Improved Near-Complete Safflower Genome Assembly Unveiled to Strengthen India’s Oilseed Research

Researchers from the University of Delhi, in association with the ICAR-Indian Institute of Oilseeds Research, Hyderabad have developed a near-complete, chromosome-level reference genome assembly of safflower (Carthamus tinctorius L.), a traditional oilseed crop of India. The effort was supported by the Department of Biotechnology, Government of India under the mission programme of "Minor Oilseeds of Indian Origin" through a network project titled “Exploiting Genetic Diversity for Improvement of Safflower through Genomics Assisted Discovery of QTLs/Genes Associated with Agronomic Traits”. 

Safflower is a drought-tolerant crop, suitable for semi-arid regions and known for oil rich in oleic and linoleic acids, with applications in edible oils, biofuels, cosmetics, pharmaceuticals, nutraceuticals, and natural dyes. The safflower improvement has long been constrained by the limited availability of genomic resources. Addressing this gap, the researchers generated a 1.15-gigabase reference genome assembly of safflower, resolving telomeric and centromeric regions and identifying nearly 60,000 protein-coding genes.

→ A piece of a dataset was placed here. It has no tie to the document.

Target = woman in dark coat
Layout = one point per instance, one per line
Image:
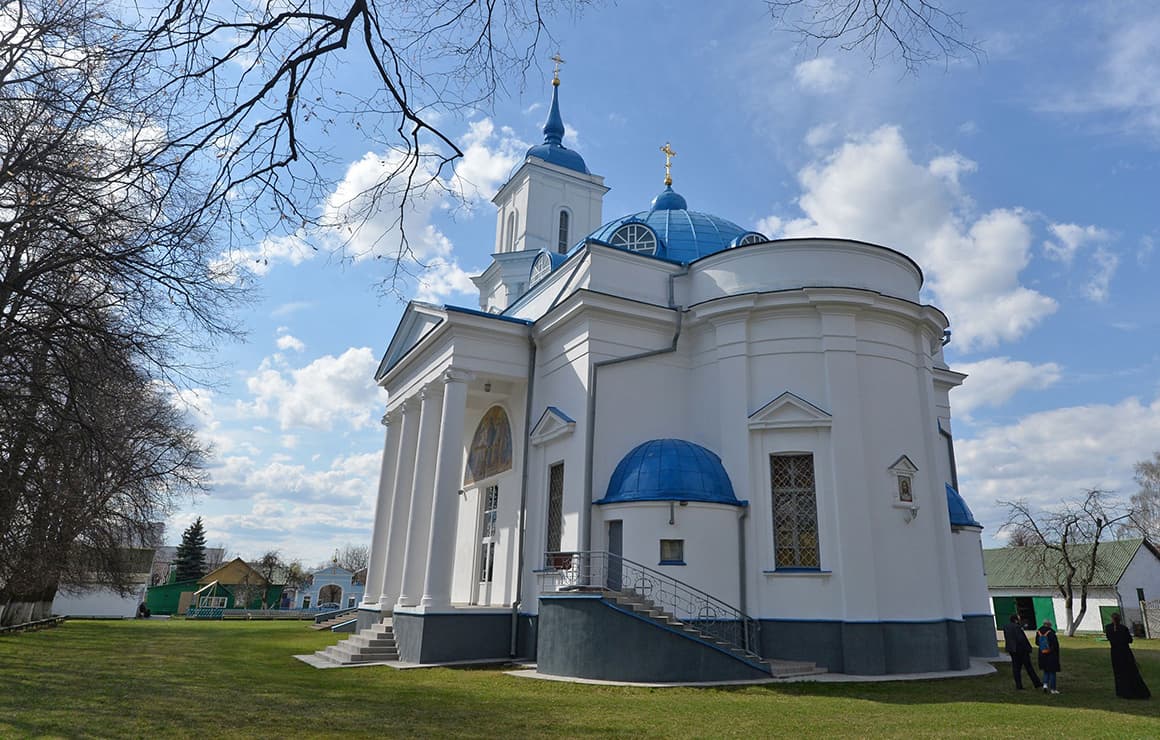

Using the improved reference genome and resequencing of a global core collection of 123 safflower accessions, researchers performed a single-nucleotide polymorphism-based genome-wide association study (GWAS), which identified significant genomic regions and haplotypes associated with key agronomic traits, including seed oil content. In addition, the resequencing data enabled the construction of the first safflower pangenome, capturing genetic variation beyond the reference genome, enriched in stress-response and adaptation-related alleles. These findings provide valuable targets for region-specific breeding programmes aimed at improving safflower performance under diverse environmental conditions. Beyond gene discovery, the researchers also identified elite safflower lines with high oil content, along with accessions containing a high number of variable genes, which could serve as important donor lines in breeding efforts.

Overall, the study offers new insights into the genomic architecture and diversity of safflower by integrating a high-quality reference genome, population-scale resequencing, genome-wide association analysis, and pan-genome construction. The genomic resources generated, including a high-density linkage map, trait-associated genetic markers, and the first safflower pan-genome, are being made publicly available.

This work will help advance safflower improvement programs focused on enhancing yield, oil content, climate resilience and accelerating the development of superior varieties suitable for diverse agro-climatic conditions, and thereby support the national mission of achieving self-sufficiency in domestic edible oil production in India.